Sachsen geht auf die Straße!

Vergangene Woche überschlugen sich die Ereignisse in verschiedenen sächsischen Städten. Ein Zündfunke, der das Ende des Merkel-Regimes einleiten wird, ging durchs Volk.

Am vergangenen Sonntag, den 26.08.18, wurde in Chemnitz der Deutsch-Kubaner Daniel H. hinterrücks insgesamt 5 Mal mit einem Messer in den Rücken gestochen. Durch die Stiche in Herz und Lunge verstarb der 35-Jährige noch vor Ort. Zwei Männer, die dem Opfer zu Hilfe kommen wollten, wurden ebenfalls vom tatverdächtigen Iraker Yousif Ibrahim A. und seinem syrischen Freund mit Messern schwer verletzt.

Da es in der Woche zuvor erneut zu Zwischenfällen durch illegale Migranten in Plauen am Postplatz gekommen war, entschloss sich der AfD KV Vogtland zu einem Protestspaziergang. Am Mittwoch, den 29.08.18, trafen sich über 500 Männer und Frauen unter dem Motto „Sicherheit ist alternativlos“ am Wendedenkmal in Plauen. Die wenigen Mitglieder des III. Wegs, welche sich auf der Versammlung einschleichen wollten, wurden für unerwünscht erklärt und aus der Versammlung ausgeschlossen. Unbehelligt von rechten Extremisten konnten die Plauener ihren Protestspaziergang friedlich beenden und damit in der Wendestadt das Startsignal für weitere Protestzüge geben.

Am gestrigen Sonnabend, den 01.09.2018, fuhren wir mit rund 20 vogtländischen AfD-Mitgliedern zum großen Schweigemarsch der AfD-Landesverbände Sachsen, Brandenburg und Thüringen sowie PEGIDA nach Chemnitz. Der Protestzug umfasste weit über 10.000 Bürger aus ganz Deutschland. Die linke Gegendemonstration unter dem Motto #wirsindmehr (sic!) hatte nur rund 3.500 MenschInnen. Unser Schweigemarsch wurde angeführt von zahlreichen AfD-Bundestags- und Landtagsabgeordneten, vielen AfD-Landesvorsitzenden und dutzenden Fahnenträgern in Schwarz-Rot-Gold. Die Anwesenden gedachten auf großen Transparenten dem ermordeten Daniel H. und allen Männern und Frauen, die in den vergangenen Monaten Opfer der unkontrollierten Masseneinwanderung wurden.

Trotz ruhiger und friedlicher Stimmung auf unserer Demo wurde ein massiver Polizeieinsatz in Chemnitz notwendig.
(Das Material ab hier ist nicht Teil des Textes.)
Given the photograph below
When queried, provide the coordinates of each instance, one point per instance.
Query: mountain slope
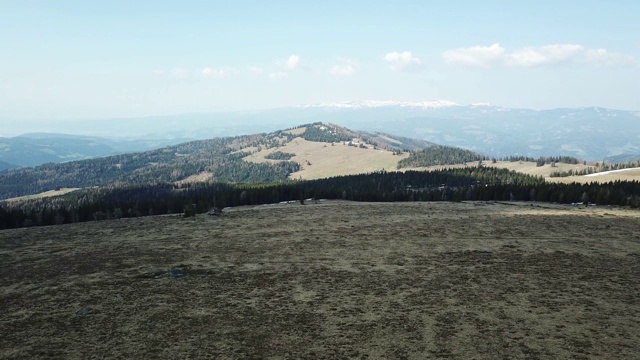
(233, 159)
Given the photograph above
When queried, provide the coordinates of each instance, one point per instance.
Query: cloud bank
(497, 56)
(403, 61)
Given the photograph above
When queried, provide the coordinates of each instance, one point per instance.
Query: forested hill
(218, 159)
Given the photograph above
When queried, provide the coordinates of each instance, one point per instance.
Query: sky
(99, 59)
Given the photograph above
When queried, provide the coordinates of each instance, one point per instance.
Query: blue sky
(86, 59)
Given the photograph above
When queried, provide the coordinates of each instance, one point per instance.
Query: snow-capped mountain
(384, 103)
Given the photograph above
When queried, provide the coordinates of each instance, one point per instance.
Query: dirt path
(329, 280)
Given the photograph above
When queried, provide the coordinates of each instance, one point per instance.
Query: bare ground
(329, 280)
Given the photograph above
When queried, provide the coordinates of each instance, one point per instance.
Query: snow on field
(612, 171)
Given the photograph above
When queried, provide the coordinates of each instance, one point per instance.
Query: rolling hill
(35, 149)
(318, 150)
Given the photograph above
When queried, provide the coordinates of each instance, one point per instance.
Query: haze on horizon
(88, 60)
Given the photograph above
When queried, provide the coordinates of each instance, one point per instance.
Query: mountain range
(587, 133)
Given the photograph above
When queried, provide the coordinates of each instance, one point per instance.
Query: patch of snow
(384, 103)
(612, 172)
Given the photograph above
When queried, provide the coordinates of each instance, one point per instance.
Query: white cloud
(293, 62)
(179, 73)
(604, 58)
(278, 75)
(345, 69)
(475, 56)
(215, 73)
(403, 61)
(495, 56)
(255, 70)
(543, 55)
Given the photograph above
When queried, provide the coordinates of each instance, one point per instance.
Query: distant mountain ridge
(240, 159)
(35, 149)
(590, 133)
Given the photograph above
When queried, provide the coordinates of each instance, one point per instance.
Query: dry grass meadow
(330, 280)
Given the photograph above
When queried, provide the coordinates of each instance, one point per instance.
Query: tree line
(467, 184)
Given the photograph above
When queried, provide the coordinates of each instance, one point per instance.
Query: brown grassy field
(329, 280)
(326, 160)
(45, 194)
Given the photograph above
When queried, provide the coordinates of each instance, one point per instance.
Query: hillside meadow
(329, 279)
Dutzende Wasserwerfer, Reiterstaffeln und tausende Polizisten waren zum Schutz der rechtschaffenden Demonstranten vor linken Gewalttätern eingesetzt. Nachdem die Polizeiführung durch diverse Auflagetricks und einige im Weg stehende Pressevertreter den Beginn des Demozugs um über eine Stunde verzögert hatte, konnten wir rund 500 Meter laufen. Dann wurde der Schweigemarsch am Nischel erneut gestoppt und nach einer Wartezeit aufgelöst.
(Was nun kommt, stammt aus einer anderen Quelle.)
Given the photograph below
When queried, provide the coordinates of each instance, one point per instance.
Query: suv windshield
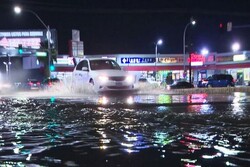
(104, 65)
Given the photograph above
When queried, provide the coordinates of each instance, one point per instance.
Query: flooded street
(132, 130)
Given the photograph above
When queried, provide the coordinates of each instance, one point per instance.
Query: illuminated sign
(64, 61)
(168, 60)
(22, 34)
(241, 57)
(26, 42)
(196, 59)
(137, 60)
(41, 54)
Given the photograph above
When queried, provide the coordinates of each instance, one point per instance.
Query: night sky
(130, 26)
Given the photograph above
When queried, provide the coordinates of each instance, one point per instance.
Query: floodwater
(137, 130)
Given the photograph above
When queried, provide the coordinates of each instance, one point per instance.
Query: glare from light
(130, 100)
(204, 51)
(236, 47)
(103, 100)
(17, 9)
(103, 79)
(130, 79)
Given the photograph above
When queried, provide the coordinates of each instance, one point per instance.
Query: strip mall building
(201, 66)
(143, 65)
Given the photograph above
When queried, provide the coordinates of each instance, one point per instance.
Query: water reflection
(59, 132)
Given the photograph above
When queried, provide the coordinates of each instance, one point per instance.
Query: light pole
(192, 22)
(159, 42)
(18, 10)
(236, 47)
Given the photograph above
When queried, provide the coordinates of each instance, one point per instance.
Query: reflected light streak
(130, 100)
(228, 151)
(103, 100)
(127, 145)
(103, 147)
(131, 138)
(130, 151)
(28, 157)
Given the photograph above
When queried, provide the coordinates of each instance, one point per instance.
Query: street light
(192, 22)
(18, 10)
(235, 47)
(204, 51)
(159, 42)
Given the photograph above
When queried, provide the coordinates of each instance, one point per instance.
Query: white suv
(102, 74)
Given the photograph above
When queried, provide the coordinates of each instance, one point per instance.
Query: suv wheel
(92, 82)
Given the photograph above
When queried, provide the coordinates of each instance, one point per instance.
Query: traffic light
(20, 48)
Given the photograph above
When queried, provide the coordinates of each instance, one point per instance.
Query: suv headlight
(103, 79)
(130, 79)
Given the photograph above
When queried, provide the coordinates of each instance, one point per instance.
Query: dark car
(50, 82)
(31, 84)
(202, 83)
(180, 85)
(221, 80)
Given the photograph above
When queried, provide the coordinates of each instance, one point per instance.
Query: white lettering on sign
(22, 34)
(26, 42)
Linke Gegendemonstranten hatten illegal auf der Versammlungsroute Blockaden errichtet und die Polizeiführung war nicht bereit das Demonstrationsrecht zehntausender Bürger durchzusetzen. Es ist eine Schande, dass die Rufe „räumen, räumen“ sogar dazu führten, dass die Polizei die Wasserwerfer entgegen der friedlichen Menge des Schweigemarschs in Stellung brachte. Die Presse jubelte, weil sie nun die gewollten Bilder machen konnten. Dennoch blieben wir alle friedlich. Die Versammlung wurde beendet und aufgelöst. Wir danken den tausenden Polizisten und Rettungskräften, die in Chemnitz ihren Dienst so hervorragend ausgeübt haben. Es ist uns allen bewusst, dass ihr die Befehle der Polizeiführung nur zähneknirschend befolgt habt und lieber unsere demokratischen Rechte gegen die linken Gewalttäter durchgesetzt hättet.

Die AfD nimmt den Zündfunken auf und trägt ihn weiter von Stadt zu Stadt, bis Deutschland wieder ein Rechtsstaat ist, politische Willkür ein Ende hat und wir wieder sicher leben können. Wir erleben ein zweites 1989 und es geht wieder von Sachsen aus! Packen wir es an!